正则表达式高级应用(java语言版)
1.边界
package 正则;
import java.util.ArrayList;
import java.util.regex.Matcher;
import java.util.regex.Pattern;
public class Exp001 {
public static void main(String[] args) {
// TODO Auto-generated method stub
String string= "the cat scattered his food all over the room";
String regex = "(cat)";
int num=0;
Pattern pattern = Pattern.compile(regex);
Matcher p = pattern.matcher(string);
ArrayList<String> templist = new ArrayList<String>();
while(p.find()) {
num++;
templist.add(p.group());
}
System.out.println(num);
}
}
结果:2
package 正则;
import java.util.ArrayList;
import java.util.regex.Matcher;
import java.util.regex.Pattern;
public class Exp001 {
public static void main(String[] args) {
// TODO Auto-generated method stub
String string= "the cat scattered his food all over the room";
String regex = "(\\bcat\\b)";
Pattern pattern = Pattern.compile(regex);
Matcher p = pattern.matcher(string);
ArrayList<String> templist = new ArrayList<String>();
while(p.find()) {
templist.add(p.group());
}
System.out.println(templist.size());
}
}
结果:1
对比上面两个结果,发现第一个也将scattered这个单词包含进去了。
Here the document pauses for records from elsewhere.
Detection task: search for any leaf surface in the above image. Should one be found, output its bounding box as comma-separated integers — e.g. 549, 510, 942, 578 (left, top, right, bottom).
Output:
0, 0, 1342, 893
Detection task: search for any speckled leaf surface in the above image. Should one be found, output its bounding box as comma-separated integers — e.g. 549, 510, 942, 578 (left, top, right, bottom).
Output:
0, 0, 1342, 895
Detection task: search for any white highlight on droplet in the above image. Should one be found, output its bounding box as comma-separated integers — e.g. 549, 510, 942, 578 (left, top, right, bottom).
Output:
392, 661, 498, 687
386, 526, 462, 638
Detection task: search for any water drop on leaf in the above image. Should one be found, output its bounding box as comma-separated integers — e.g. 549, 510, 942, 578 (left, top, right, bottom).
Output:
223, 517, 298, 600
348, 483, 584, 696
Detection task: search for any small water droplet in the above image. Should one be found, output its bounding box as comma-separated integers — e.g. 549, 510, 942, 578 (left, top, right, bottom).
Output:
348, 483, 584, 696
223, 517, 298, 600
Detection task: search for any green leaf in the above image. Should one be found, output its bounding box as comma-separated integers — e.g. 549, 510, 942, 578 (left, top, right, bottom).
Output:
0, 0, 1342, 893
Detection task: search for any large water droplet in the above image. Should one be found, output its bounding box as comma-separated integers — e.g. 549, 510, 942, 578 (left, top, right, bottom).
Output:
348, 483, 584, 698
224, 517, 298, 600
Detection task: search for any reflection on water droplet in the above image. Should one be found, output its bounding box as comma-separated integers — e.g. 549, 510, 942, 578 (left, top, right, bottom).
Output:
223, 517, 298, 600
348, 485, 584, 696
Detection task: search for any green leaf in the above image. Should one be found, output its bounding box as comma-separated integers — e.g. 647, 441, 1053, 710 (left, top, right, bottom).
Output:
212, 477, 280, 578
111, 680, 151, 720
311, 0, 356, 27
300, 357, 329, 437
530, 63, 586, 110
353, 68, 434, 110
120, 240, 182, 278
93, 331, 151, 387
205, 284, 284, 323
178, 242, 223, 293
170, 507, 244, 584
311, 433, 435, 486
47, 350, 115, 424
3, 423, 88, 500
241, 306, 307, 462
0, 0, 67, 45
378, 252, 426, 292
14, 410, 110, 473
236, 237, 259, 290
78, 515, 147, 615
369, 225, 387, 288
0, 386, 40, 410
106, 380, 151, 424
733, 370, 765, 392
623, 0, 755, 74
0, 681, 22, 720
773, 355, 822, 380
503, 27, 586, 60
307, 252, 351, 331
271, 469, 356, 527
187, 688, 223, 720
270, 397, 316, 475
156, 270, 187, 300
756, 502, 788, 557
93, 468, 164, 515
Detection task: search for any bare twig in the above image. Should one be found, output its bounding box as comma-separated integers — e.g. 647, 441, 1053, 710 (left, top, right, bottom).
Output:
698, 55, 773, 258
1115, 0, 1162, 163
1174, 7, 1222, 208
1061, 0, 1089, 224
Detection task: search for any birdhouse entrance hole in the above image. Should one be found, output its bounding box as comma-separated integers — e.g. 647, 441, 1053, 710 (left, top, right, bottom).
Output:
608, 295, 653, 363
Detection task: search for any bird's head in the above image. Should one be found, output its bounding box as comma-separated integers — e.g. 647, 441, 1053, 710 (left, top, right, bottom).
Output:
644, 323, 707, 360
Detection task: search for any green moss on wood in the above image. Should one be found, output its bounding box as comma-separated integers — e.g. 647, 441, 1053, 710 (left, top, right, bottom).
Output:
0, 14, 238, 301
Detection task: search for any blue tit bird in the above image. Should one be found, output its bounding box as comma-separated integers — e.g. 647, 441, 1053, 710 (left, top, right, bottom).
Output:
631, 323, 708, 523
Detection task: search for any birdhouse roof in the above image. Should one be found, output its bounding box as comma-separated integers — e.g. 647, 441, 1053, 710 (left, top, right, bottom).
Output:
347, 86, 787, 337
不符合我们需求,所以我们一般使用第二张方法(位置匹配)。
单向区间匹配:
package 正则;
import java.util.ArrayList;
import java.util.regex.Matcher;
import java.util.regex.Pattern;
public class Exp001 {
public static void main(String[] args) {
// TODO Auto-generated method stub
String string[]= {"caption","cap","cape","capsize","recap"};
String regex = "(\\bcap)";
Pattern pattern = Pattern.compile(regex);
for (String xString: string)
{
Matcher p = pattern.matcher(xString);
if(p.find()) {
System.out.println(xString);
}
}
}
}
结果:
caption
cap
cape
capsize
package 正则;
import java.util.ArrayList;
import java.util.regex.Matcher;
import java.util.regex.Pattern;
public class Exp001 {
public static void main(String[] args) {
// TODO Auto-generated method stub
String string[]= {"caption","cap","cape","capsize","recap"};
String regex = "(\\bcap)";
Pattern pattern = Pattern.compile(regex);
for (String xString: string)
{
Matcher p = pattern.matcher(xString);
if(p.find()) {
System.out.println(xString);
}
}
}
}
结果:
caption
cap
cape
capsize
下表列出了正则表达式中的边界匹配器
package 正则;
import java.util.ArrayList;
import java.util.regex.Matcher;
import java.util.regex.Pattern;
public class Exp001 {
public static void main(String[] args) {
// TODO Auto-generated method stub
String string[]= {"caption-s","cap - s","a- b","a -b"};
String regex = "(\\B-\\B)";
Pattern pattern = Pattern.compile(regex);
for (String xString: string)
{
Matcher p = pattern.matcher(xString);
if(p.find()) {
System.out.println(xString);
}
}
}
}
结果:
cap - s
知识点:表明不匹配一个单词边境(既字母数字下划线之间,或者非字母数字下划线之间),请使用\B。
2.字符串边界
package 正则;
import java.util.ArrayList;
import java.util.regex.Matcher;
import java.util.regex.Pattern;
public class Exp001 {
public static void main(String[] args) {
// TODO Auto-generated method stub
String string= "<?xml version=\"1.0\" encoding=\"utf-8\" ?>"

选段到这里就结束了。